Dalam sebuah pernyataan, Amina menyebut pesan yang ia sampaikan sangat jelas. Meski PBB mengakui pengecualian penting yang dibuat, pembatasan ini disebut mengurung masa depan perempuan dan anak perempuan Afghanistan.
"Keputusan ini seolah mengurung mereka di rumah mereka sendiri, melanggar hak-hak mereka dan merampas layanan komunitas mereka," ujar dia.

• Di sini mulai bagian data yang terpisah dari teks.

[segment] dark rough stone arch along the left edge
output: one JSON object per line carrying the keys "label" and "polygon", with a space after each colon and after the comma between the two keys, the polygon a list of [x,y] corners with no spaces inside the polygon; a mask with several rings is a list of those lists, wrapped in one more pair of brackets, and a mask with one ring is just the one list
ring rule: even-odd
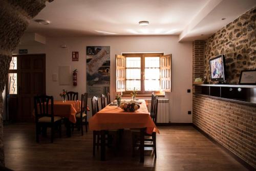
{"label": "dark rough stone arch along the left edge", "polygon": [[12,51],[27,29],[29,20],[45,8],[47,0],[0,0],[0,165],[4,165],[3,97]]}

Amina menyebut, ambisi kolektif PBB adalah untuk Afghanistan yang makmur, berdamai dengan dirinya sendiri dan tetangganya, serta berada di jalur menuju pembangunan berkelanjutan. Tapi saat ini, ia menilai Afghanistan sedang mengisolasi diri, di tengah krisis kemanusiaan yang mengerikan dan salah satu yang paling rentan terhadap perubahan iklim.
Direktur Eksekutif UN Women Sima Bahous mengatakan telah menyaksikan ketangguhan yang luar biasa. Wanita Afghanistan tidak diragukan lagi menyuarakan keberanian dan penolakan untuk dihapus dari kehidupan publik.
"Mereka akan terus mengadvokasi dan memperjuangkan hak-hak mereka, dan kami terikat kewajiban untuk mendukung mereka dalam melakukannya," katanya.
Ia menyebut apa yang terjadi di Afghanistan adalah krisis hak-hak perempuan yang parah, sekaligus seruan untuk masyarakat internasional. Ini menjadi bukti betapa cepatnya kemajuan hak-hak perempuan selama beberapa dekade dapat dibalik dalam hitungan hari.
UN Women mendukung semua perempuan Afghanistan dan akan terus memperkuat suara mereka untuk mendapatkan kembali semua haknya. Keputusan terbaru yang dikeluarkan oleh otoritas de facto yang melarang perempuan bekerja untuk LSM telah memaksa banyak organisasi bantuan menghentikan operasinya.
"Pengiriman bantuan kemanusiaan yang efektif didasarkan pada prinsip-prinsip yang membutuhkan akses penuh, aman dan tanpa hambatan untuk semua pekerja bantuan, termasuk perempuan,” ujar Amina Mohammed.
Kembalinya Taliban berkuasa di Afghanistan pada 15 Agustus 2021 diikuti oleh gangguan bantuan keuangan internasional, telah meninggalkan negara yang tercabik-cabik itu dalam krisis ekonomi, kemanusiaan dan hak asasi manusia. Perempuan dan anak perempuan telah dirampas haknya, termasuk hak atas pendidikan, serta hilang dari kehidupan publik di bawah Taliban.
Ribuan perempuan sejak itu kehilangan pekerjaan atau dipaksa mengundurkan diri dari lembaga pemerintah dan sektor swasta. Anak perempuan dilarang bersekolah di sekolah menengah dan atas. Banyak perempuan menuntut agar hak mereka dipulihkan dengan turun ke jalan, memprotes dan mengorganisir kampanye.